Although these prices remain below the cost of doing laundry at a local laundromat, the way the price increase came about worries us. Associated Student Agencies, to which Yale contracts out its laundry services, said it did not hesitate to increase prices when MacGray, which provides the laundry machines, requested it. Associated Student Agencies, like other businesses around campus, is taking advantage of students’ undivided attention and limited choice to burn them with prices that are higher than necessary.

Don’t let it be said that ASA never did anything for us — in fact, ASA is so thoughtful that it decided to increase the price of each load by a full quarter, instead of less, since apparently the idea of having to use smaller change is too vexing for the average Yale student. We’re not sure what good it does to have the price be a multiple of $0.25, since you can only put bills — and not quarters — into the machine in the first place. It’s sad that those at Associated Student Agencies — a for-profit venture for those of you who didn’t know that there are other students making money on your dirty clothes — are so much more concerned with profits than with serving their fellow students.

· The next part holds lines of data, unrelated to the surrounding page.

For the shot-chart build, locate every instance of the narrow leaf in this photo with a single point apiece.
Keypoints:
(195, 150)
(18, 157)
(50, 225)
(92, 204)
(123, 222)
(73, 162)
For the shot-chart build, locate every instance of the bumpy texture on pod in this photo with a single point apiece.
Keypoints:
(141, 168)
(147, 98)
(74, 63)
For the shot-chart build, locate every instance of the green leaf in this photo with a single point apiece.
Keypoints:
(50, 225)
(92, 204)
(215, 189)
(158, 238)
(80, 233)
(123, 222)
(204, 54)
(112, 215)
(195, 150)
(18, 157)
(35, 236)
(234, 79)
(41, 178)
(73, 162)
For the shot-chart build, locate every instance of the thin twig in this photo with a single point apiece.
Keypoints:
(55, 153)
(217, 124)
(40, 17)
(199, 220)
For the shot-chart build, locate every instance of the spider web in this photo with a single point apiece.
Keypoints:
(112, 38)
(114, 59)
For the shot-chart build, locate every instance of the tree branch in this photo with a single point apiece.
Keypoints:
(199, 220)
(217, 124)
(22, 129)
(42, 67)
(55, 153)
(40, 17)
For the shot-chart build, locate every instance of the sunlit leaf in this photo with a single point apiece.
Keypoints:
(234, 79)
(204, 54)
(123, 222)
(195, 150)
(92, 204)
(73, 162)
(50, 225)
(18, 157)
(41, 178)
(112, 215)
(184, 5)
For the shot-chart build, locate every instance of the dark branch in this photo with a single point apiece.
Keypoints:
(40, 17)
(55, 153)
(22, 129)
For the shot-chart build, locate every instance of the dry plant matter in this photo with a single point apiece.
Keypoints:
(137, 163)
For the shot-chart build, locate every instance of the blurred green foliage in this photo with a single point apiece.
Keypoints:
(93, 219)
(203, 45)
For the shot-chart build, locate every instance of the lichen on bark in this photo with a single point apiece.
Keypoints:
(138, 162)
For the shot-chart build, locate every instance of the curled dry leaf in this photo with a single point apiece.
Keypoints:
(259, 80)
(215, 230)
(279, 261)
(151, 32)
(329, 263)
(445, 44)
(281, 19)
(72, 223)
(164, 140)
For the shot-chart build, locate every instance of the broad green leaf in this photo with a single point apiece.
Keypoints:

Other examples of on-campus monopolies abound, the most prominent one being the Yale Bookstore, run by mega-chain Barnes and Noble. As the News reported this week, a futon pad that costs $39.99 at Bed, Bath and Beyond goes for $134.98 at our very own campus bookstore. And the bookstore’s new business plan of becoming a store for one-stop-shopping for students is troubling; do we want our one-stop shopping venue to be one that considers it acceptable to charge drastically higher prices than that of other drugstores, supermarkets, or office supply stores only a few minutes’ walk away? Yale can do better for its students, and perhaps it should more thoroughly consider, or at least proactively monitor, the businesses practices of those companies it awards contracts.

Of course, as students we do have choices in where we shop, and, by not exercising them, we give places like the Yale Bookstore permission to monopolize our wallets. Too many of us simultaneously complain about price-gauging and then don’t even think twice about bursar-billing electronics or flip flops at the bookstore. Our willingness to bursar items we’d never consider buying out-of-pocket only encourages sky-high prices at venues like the bookstore or Durfee’s. A $0.25 increase in the cost of washing a load of laundry prompts much more outcry than the bookstore’s always astronomical prices. When money comes out of students’ own pockets, we all suddenly notice that we’re at the whim of the on-campus monopolies.

Students should become more discriminating consumers. Although for some things — like laundry — students have few convenient alternatives, for buying toothpaste, pens, or futons, the less students support the bookstore, the better our prices will get. The businesses that know they have a captive market in the student body are acting irresponsibly, but students are doing nothing to discourage it.